Evidence of meeting #75 for Veterans Affairs in the 41st Parliament, 1st Session. (The original version is on Parliament’s site, as are the minutes.) The winning word was veteran.

A recording is available from Parliament.

On the agenda

MPs speaking

Also speaking

Shane Carmody  Deputy President, Repatriation Commission, Department of Veterans' Affairs Australia
Neil Bayles  Acting First Assistant Secretary, Rehabilitation and Support Division, Department of Veterans' Affairs Australia
Judith Daniel  First Assistant Secretary, Health and Community Services Division, Department of Veterans' Affairs Australia

6:30 p.m.

Conservative

The Chair Conservative Greg Kerr

Good evening, committee members.

We're past 6:30, so we're going to get started. Mr. Stoffer's here, so we're good.

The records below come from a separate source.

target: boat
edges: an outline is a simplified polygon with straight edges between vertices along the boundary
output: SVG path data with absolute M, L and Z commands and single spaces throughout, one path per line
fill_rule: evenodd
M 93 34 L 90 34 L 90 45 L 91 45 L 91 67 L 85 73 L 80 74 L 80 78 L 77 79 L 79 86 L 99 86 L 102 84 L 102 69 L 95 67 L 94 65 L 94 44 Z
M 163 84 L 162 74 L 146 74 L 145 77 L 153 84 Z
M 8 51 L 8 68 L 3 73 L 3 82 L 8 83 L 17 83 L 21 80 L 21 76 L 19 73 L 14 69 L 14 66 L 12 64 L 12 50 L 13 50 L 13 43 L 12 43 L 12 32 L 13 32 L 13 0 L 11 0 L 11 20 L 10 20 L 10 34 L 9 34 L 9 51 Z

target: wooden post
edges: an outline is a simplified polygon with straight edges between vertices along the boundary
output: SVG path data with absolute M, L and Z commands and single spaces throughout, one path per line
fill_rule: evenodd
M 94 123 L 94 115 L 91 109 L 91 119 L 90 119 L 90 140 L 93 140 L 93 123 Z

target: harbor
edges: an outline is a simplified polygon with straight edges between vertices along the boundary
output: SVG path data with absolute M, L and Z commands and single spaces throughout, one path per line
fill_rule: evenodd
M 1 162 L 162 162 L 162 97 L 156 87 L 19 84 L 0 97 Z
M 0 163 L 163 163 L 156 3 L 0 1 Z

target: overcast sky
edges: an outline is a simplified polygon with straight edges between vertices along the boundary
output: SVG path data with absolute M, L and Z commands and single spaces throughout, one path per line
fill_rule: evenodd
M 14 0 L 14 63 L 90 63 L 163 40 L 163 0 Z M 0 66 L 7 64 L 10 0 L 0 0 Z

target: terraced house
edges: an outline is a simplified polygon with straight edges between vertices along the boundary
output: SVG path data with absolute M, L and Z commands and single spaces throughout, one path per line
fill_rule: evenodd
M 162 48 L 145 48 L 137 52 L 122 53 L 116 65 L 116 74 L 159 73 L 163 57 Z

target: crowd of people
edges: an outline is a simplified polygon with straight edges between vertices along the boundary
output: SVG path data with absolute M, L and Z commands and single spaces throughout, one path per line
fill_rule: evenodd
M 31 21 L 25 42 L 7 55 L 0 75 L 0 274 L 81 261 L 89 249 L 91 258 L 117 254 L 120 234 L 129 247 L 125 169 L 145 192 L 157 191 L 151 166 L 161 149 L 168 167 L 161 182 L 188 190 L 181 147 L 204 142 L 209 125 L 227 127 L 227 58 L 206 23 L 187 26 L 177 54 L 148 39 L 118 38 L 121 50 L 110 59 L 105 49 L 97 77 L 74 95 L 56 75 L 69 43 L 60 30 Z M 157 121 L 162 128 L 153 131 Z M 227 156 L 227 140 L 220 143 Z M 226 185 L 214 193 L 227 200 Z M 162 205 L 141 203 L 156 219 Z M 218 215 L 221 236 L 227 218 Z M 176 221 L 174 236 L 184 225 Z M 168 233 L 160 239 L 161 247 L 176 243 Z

I want to welcome our guests from Australia. I hope you can hear us okay.

6:30 p.m.

Shane Carmody Deputy President, Repatriation Commission, Department of Veterans' Affairs Australia

Thank you, Chair, we can.

6:30 p.m.

Conservative

The Chair Conservative Greg Kerr

Perfect.

Pursuant to Standing Order 108(2), we are resuming our comparative analysis of the services and benefits offered to veterans by Canada and its allies.

I think you were probably made aware of that.

I understand this evening that we have Judith Daniel, Shane Carmody, and Neil Bayles.

Thank you very much for joining us. I'm sure that all jurisdictions take a look at how their services are functioning and where they can make improvements, or how they compare and so on. We really appreciate that and we're glad that we could hook up tonight.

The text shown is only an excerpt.